The Scottish public want sunshine

Over two years ago I raised a petition with the Scottish Parliament to urge the Scottish Government to introduce a Sunshine Act for Scotland.

A Sunshine Act would make it mandatory for healthcare workers (and hopefully academics and all allied health professionals) to declare fully any payments including payments in kind. The argument I presented was that a single, searchable, independent register underpinned by statute would ensure transparency, promote scientific integrity, reduce the potential for harm and save money.

Current Guidance in Scotland (HDL62 issued by the Scottish Government) has failed for more than 13 years. Other governance bodies, such as the Royal Colleges, have separate systems which also appear to have failed to ensure transparency of financial payments. These overlapping, but ineffective systems of governance duplicate costs and bureaucracy to nobody’s gain.

My petition was closed earlier this month by the Scottish Parliament as the Scottish Government had committed to “update guidance”.

One of the actions of the Government in response to my petition was to commission a public consultation:


Gathering public views on Sunshine Act

Last week the public voice of Scotland was revealed:

The Scottish public want sunshine.

The majority of participants felt that the publication of financial payments to healthcare professionals should be made mandatory.

Majority said mandatory register of financial interests is required

This is a landmark decision in the United Kingdom. By the voices of Scotland.

Of course there is much more to be done which requires more energy and light.

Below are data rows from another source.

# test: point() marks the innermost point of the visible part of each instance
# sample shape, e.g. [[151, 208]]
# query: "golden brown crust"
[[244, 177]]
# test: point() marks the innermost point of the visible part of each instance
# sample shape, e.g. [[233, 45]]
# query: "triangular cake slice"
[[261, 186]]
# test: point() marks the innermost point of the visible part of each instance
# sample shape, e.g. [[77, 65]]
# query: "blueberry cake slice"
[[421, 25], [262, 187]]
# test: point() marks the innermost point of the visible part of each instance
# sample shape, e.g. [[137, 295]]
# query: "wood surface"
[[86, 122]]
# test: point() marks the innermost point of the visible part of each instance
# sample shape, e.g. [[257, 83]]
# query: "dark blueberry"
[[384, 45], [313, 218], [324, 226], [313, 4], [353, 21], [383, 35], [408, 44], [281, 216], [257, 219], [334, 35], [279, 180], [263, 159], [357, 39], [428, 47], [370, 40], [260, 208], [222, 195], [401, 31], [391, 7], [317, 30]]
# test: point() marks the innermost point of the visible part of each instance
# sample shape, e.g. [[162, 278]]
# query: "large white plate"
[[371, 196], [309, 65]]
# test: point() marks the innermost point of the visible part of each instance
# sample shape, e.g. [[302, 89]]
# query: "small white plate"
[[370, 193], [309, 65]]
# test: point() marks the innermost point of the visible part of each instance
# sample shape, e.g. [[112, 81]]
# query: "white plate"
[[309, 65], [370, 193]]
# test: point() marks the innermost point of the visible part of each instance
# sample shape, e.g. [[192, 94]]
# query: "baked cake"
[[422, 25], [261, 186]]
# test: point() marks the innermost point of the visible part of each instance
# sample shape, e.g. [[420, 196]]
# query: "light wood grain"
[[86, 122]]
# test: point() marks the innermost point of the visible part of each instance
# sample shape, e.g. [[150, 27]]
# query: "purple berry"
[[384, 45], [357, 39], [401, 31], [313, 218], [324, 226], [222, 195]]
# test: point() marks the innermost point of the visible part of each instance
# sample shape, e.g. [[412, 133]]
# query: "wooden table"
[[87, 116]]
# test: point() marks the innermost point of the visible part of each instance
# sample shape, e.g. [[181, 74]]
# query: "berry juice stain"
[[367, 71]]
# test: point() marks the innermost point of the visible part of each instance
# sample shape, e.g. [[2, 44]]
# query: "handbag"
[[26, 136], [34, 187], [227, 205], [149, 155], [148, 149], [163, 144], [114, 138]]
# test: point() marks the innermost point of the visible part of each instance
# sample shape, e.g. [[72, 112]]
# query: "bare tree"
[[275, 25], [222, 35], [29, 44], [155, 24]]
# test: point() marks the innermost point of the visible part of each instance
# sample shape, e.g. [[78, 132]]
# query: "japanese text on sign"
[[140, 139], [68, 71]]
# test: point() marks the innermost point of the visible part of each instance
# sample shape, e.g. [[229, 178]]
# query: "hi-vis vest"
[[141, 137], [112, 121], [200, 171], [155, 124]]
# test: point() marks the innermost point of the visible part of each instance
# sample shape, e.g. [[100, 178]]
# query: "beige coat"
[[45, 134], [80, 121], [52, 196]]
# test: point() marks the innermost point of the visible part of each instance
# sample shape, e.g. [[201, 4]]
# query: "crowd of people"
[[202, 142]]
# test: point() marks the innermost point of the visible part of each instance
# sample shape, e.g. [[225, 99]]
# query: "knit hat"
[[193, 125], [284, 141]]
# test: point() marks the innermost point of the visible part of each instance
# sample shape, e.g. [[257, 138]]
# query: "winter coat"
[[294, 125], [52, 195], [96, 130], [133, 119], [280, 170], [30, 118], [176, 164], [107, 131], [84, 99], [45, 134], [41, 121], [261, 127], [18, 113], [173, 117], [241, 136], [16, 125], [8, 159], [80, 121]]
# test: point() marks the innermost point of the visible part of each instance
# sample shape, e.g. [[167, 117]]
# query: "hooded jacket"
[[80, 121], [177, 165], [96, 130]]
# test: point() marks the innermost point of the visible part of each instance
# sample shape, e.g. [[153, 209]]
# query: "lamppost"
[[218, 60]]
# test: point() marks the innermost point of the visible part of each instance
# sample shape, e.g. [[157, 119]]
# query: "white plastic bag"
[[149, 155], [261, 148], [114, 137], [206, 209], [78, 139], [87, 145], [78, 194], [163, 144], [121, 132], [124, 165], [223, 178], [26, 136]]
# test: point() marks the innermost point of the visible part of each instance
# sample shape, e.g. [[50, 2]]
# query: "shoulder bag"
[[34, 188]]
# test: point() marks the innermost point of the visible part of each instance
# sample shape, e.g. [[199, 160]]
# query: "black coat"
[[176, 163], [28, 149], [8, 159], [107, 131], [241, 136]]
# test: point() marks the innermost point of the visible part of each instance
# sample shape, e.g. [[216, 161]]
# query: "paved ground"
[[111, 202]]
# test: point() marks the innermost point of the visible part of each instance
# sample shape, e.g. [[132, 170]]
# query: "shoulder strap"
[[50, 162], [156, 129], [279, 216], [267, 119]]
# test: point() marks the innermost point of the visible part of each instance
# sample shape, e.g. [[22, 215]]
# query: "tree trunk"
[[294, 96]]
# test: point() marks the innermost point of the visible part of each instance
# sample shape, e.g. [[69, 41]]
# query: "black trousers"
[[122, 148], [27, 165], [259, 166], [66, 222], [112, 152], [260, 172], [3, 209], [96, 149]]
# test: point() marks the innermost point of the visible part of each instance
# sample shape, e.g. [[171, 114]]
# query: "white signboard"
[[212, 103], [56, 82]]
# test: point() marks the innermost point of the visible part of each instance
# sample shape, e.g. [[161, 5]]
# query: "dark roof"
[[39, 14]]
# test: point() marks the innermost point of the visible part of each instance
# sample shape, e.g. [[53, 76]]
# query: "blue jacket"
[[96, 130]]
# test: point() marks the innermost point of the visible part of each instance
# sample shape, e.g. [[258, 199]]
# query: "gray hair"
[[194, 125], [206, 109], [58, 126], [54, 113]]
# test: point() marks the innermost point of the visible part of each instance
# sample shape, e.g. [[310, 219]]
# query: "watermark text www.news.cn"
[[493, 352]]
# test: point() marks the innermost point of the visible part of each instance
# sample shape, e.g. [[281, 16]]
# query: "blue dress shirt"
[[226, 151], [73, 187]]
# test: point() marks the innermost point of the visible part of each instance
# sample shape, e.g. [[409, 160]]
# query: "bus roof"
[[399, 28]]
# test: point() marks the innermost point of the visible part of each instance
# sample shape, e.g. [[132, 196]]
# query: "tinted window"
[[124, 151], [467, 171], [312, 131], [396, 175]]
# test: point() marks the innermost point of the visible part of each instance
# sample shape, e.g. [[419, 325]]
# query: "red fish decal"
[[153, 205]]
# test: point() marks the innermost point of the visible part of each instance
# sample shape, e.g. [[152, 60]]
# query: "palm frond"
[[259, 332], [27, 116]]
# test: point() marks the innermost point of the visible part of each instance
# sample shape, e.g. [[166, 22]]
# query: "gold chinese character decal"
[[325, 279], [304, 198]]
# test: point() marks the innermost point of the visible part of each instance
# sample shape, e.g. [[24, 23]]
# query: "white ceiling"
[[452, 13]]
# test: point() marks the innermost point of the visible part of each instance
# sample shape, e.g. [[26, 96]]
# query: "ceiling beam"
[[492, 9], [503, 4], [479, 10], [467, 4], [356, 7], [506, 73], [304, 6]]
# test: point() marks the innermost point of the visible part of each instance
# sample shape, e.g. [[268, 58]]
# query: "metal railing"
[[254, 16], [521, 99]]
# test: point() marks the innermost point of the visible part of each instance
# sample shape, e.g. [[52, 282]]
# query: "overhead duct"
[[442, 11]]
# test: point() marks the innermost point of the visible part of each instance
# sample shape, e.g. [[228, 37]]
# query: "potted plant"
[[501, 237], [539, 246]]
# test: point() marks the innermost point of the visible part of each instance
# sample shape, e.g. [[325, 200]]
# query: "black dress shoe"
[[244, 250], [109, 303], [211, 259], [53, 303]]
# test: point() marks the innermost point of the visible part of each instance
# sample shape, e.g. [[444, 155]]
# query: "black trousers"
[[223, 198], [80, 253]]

However I have faith that the Scottish Government can provide this:


I want to thank a number of people:

  • the participants in the Public Consultation
  • Eleanor Bradford Health Correspondent for the BBC who first suggested that  I submit a petition to the Scottish Parliament
  • the Petitions Committee and its hard-working and dedicated clerks
  • John Pentland, MSP, former Convener, for being the first in Parliament to agree that statutory measures were required
  • Chrys Muirhead, friend and fellow activist
  • The President and Vice President of the Royal College of Psychiatrists (the College I am member of) for doing their very best to improve transparency within the limitations of current guidance.